ISCA Workshop on Plasticity in Speech Perception (PSP2005)
Senate House, London, UK
This presentation focuses on recent research linking speech perception in infancy to later language development, as well as on new empirical data examining that linkage. Infant phonetic discrimination is initially language universal, but a decline in phonetic discrimination occurs for nonnative phonemes by the end of the first year. Exploiting this transition in phonetic perception between 6 and 12 months of age, we tested the hypothesis that the decline in nonnative phonetic discrimination is associated with native-language phonetic learning. We measured speech discrimination in 7.5 month-old infants using both event-related potentials (ERPs) as well as a standard behavioral measure of speech discrimination, and followed these infants to measure language abilities at 14-, 18-, 24-, and 30-months.
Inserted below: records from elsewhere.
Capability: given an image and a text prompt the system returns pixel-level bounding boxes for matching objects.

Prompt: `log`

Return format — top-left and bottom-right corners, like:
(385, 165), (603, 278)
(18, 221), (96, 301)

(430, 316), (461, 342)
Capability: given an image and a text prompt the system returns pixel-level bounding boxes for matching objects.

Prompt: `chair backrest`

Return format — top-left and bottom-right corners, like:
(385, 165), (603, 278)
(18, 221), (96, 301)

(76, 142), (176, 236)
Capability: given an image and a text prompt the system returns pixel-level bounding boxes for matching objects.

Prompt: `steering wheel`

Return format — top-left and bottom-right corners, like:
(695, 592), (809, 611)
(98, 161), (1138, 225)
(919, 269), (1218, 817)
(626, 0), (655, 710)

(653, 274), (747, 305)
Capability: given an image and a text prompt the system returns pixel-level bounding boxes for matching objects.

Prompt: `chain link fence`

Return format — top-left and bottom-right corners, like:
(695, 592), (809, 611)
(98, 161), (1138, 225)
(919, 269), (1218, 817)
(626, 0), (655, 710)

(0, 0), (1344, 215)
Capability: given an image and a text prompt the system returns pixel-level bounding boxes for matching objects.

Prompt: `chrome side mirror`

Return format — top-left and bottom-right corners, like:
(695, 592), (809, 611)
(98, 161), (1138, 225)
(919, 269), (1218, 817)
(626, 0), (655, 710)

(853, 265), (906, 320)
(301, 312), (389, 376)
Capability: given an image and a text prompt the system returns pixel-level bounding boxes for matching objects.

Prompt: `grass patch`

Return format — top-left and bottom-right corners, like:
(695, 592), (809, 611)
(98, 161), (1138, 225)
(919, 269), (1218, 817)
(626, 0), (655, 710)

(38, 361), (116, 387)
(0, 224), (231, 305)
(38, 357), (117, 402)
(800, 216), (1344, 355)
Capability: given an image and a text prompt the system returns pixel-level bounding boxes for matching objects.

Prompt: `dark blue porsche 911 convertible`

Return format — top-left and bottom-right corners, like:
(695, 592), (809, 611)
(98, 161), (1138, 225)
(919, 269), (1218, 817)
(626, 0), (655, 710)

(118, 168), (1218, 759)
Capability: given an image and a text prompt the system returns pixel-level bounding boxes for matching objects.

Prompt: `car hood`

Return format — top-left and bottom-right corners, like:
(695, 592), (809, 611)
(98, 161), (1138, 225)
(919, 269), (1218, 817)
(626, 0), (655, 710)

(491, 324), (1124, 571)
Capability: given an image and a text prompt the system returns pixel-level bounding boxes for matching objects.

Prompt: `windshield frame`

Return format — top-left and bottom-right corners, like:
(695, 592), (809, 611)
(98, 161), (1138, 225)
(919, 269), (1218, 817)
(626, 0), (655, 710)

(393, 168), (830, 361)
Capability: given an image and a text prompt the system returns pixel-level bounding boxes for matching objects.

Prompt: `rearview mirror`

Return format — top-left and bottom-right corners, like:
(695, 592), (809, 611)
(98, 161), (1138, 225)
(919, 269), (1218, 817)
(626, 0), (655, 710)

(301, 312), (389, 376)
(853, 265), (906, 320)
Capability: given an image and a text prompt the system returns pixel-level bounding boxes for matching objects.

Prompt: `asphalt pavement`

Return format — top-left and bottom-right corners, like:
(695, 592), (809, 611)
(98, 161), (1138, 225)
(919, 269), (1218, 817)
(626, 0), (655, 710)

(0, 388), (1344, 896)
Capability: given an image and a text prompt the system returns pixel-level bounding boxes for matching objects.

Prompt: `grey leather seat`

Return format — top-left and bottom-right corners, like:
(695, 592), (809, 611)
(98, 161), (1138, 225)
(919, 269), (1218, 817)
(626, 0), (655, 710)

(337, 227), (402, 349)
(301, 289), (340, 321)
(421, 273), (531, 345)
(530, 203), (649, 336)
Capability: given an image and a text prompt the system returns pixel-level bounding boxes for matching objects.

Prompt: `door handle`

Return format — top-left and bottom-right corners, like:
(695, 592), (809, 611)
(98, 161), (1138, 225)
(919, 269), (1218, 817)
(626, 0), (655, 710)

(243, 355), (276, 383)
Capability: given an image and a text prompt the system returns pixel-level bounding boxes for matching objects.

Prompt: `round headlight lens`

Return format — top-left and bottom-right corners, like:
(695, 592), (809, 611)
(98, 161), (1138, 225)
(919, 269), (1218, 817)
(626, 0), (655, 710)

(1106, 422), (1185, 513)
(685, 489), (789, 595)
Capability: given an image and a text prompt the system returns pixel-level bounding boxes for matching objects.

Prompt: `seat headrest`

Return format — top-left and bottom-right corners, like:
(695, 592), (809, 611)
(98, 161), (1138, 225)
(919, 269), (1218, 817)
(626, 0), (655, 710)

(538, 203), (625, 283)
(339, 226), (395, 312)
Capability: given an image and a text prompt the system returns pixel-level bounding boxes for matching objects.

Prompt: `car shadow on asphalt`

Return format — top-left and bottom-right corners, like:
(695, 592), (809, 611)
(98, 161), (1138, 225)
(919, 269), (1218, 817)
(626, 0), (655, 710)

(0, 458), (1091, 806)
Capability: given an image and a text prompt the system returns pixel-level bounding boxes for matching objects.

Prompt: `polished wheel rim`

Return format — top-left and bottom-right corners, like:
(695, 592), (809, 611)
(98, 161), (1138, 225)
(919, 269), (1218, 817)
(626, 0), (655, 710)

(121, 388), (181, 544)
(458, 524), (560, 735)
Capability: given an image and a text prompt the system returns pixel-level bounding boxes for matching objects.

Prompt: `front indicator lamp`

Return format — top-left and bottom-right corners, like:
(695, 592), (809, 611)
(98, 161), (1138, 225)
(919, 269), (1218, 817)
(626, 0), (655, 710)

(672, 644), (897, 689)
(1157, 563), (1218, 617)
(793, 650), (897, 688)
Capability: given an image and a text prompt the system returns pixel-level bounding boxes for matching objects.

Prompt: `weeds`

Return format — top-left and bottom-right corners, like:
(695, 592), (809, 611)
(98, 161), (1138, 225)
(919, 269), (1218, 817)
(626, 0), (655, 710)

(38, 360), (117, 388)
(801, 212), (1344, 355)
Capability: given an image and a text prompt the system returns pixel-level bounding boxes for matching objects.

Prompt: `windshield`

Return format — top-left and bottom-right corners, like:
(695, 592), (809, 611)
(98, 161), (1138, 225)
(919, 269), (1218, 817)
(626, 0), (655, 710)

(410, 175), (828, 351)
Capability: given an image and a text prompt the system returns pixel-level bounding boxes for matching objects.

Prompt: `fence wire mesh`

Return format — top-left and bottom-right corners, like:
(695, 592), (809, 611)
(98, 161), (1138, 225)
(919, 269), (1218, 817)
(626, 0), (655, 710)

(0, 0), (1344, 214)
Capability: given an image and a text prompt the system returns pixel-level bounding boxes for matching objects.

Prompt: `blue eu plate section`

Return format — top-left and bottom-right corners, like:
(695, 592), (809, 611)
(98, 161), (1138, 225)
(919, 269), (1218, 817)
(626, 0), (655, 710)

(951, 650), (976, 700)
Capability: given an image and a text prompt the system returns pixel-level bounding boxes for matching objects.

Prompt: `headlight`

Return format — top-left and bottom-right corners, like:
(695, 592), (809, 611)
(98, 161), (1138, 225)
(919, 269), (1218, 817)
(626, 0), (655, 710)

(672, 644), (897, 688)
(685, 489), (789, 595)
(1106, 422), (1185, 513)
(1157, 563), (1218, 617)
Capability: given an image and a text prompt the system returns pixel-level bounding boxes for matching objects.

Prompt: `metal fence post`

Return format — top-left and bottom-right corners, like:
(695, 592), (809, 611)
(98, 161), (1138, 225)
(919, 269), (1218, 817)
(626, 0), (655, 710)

Our results show: (a) a negative correlation between infants' early native versus nonnative phonetic discrimination skills, and (b) that native- and nonnative-phonetic discrimination skills at 7.5 months differentially predict future language ability. Better native-language discrimination at 7.5 months predicts accelerated later language abilities, whereas better nonnative-language discrimination at 7.5 months predicts reduced later language abilities. I will discuss the: (i) theoretical connection between speech perception and language development, and (ii) implications of these findings for the putative 'critical period' for phonetic learning.
Bibliographic reference. Kuhl, Patricia K. / Conboy, Barbara (2005): "Infants' brain and behavioral responses to speech: implications for the critical period", In PSP2005, 102 (abstract).